Within the framework of the Digital Markets Act (DMA), the European Commission has put forth a provision that would mandate Google to share search data with third parties via an automated Application Programming Interface (API). Cybersecurity and privacy experts are cautioning that the proposed data anonymization mechanism harbors fundamental flaws, potentially paving the way for mass surveillance of users across the European Union (EU).
The DMA is designed to target major technology firms—the “gatekeepers”—such as Google, with the goal of fostering greater competition in digital markets. Nevertheless, critics argue that this specific new rule risks compromising the privacy of European users and potentially national security. Concerns have been voiced by Lukasz Olejnik, a recognized expert in cybersecurity and data protection. After examining the draft document, which aims to boost competition by forcing Google to grant qualified entities access to search data, Olejnik assessed that the suggested anonymization scheme would likely not prevent users from being re-identified. He believes the mechanism itself creates an opening for large-scale collection of sensitive information.
The new provision requires Google to continuously stream search activity from across the entire EU through the API. Reports indicate the data package set for transfer includes full query texts, timestamps, approximate user locations, language, device type, as well as granular behavioral signals like clicks, page scrolls, and query refinements. While IP addresses and account identifiers are supposedly slated for removal, Olejnik maintains that the remaining data set is sufficient for de-anonymization.
[Image description in original text] A segment of the European Commission’s draft highlighting the requirement for Alphabet to transfer all search queries entered by users into Google Search, including query modifications and metadata. Image source: blog.lukaszolejnik.com
[Image description in original text] A segment of the European Commission’s draft highlighting the requirement for Alphabet to transfer all search queries entered by users into Google Search, including query modifications and metadata.
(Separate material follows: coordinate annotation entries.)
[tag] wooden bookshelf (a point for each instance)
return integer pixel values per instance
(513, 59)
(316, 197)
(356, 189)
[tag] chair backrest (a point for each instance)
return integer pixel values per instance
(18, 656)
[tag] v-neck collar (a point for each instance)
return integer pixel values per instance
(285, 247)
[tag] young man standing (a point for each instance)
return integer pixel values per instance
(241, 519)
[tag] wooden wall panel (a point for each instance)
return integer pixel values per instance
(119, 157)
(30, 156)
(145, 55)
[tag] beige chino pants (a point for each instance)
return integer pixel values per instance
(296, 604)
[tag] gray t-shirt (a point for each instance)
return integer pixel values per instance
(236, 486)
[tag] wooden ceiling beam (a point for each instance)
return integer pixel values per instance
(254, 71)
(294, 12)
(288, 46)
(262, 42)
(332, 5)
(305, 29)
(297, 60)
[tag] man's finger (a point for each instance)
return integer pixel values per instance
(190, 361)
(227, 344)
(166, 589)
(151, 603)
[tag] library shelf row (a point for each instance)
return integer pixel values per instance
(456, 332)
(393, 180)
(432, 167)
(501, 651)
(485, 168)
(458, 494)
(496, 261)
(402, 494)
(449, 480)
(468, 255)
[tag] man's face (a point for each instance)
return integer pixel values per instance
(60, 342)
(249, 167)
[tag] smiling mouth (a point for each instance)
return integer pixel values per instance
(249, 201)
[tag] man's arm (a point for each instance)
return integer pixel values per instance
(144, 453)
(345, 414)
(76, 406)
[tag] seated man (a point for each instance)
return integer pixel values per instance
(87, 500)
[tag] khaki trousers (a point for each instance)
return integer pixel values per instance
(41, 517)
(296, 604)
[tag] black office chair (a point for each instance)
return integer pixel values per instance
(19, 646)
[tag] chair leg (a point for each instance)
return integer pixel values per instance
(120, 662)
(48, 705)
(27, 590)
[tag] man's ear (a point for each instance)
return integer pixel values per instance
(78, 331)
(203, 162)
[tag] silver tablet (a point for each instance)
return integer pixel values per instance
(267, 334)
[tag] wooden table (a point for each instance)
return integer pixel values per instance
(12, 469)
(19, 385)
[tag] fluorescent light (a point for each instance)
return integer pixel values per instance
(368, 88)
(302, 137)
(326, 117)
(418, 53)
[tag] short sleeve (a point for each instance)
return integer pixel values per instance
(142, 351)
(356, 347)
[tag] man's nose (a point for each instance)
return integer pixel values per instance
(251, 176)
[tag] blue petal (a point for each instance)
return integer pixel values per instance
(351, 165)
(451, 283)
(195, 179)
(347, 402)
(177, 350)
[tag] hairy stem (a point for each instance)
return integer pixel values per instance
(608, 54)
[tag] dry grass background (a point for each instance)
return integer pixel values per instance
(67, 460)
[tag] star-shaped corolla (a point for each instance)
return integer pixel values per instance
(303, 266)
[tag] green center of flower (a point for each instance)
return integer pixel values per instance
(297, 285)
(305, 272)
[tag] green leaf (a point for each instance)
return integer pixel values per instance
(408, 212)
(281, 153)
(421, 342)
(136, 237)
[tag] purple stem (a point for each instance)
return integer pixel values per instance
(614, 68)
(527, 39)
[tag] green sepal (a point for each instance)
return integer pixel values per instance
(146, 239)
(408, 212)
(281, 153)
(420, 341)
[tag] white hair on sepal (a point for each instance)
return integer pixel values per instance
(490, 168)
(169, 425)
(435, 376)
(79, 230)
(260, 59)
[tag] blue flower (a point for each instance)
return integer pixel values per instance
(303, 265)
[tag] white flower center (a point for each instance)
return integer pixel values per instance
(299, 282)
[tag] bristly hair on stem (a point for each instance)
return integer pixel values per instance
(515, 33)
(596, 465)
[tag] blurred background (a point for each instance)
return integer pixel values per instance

The system for anonymization is based on a “whitelist” model, frequently termed a “permissive list.” Specific elements of search queries—such as names or keywords—are permitted for transfer only if they have been entered by a minimum of 50 authorized users over a 13-month period. Once included, an element remains on this list for up to five years. However, this threshold only applies to segments of queries, not the entire searches; consequently, unique or sensitive searches composed of commonly used words could still end up in the exported data.
Olejnik stresses that this architectural setup invites targeted manipulation. Malicious actors could engage in “seeding” the system by running repeated queries from numerous accounts to push desired terms onto the permissive list. Once a term is approved, it could allow for years of tracking sensitive inquiries linked to specific persons, organizations, or subjects.
[Image description in original text] De-anonymization scheme: A website owner cross-references their visit log with the Google export to identify a user’s confidential query.
[Image description in original text] De-anonymization scheme: A website owner cross-references their visit log with the Google export to identify a user’s confidential query.
The data being transferred can be easily correlated with external sources. The stream includes timestamps for pages users visited and generalized interaction times. Web analytics providers or tracking scripts would possess sufficient information in this data to match search records with visit logs, thereby reconstructing individual search histories—even without direct identifiers being present.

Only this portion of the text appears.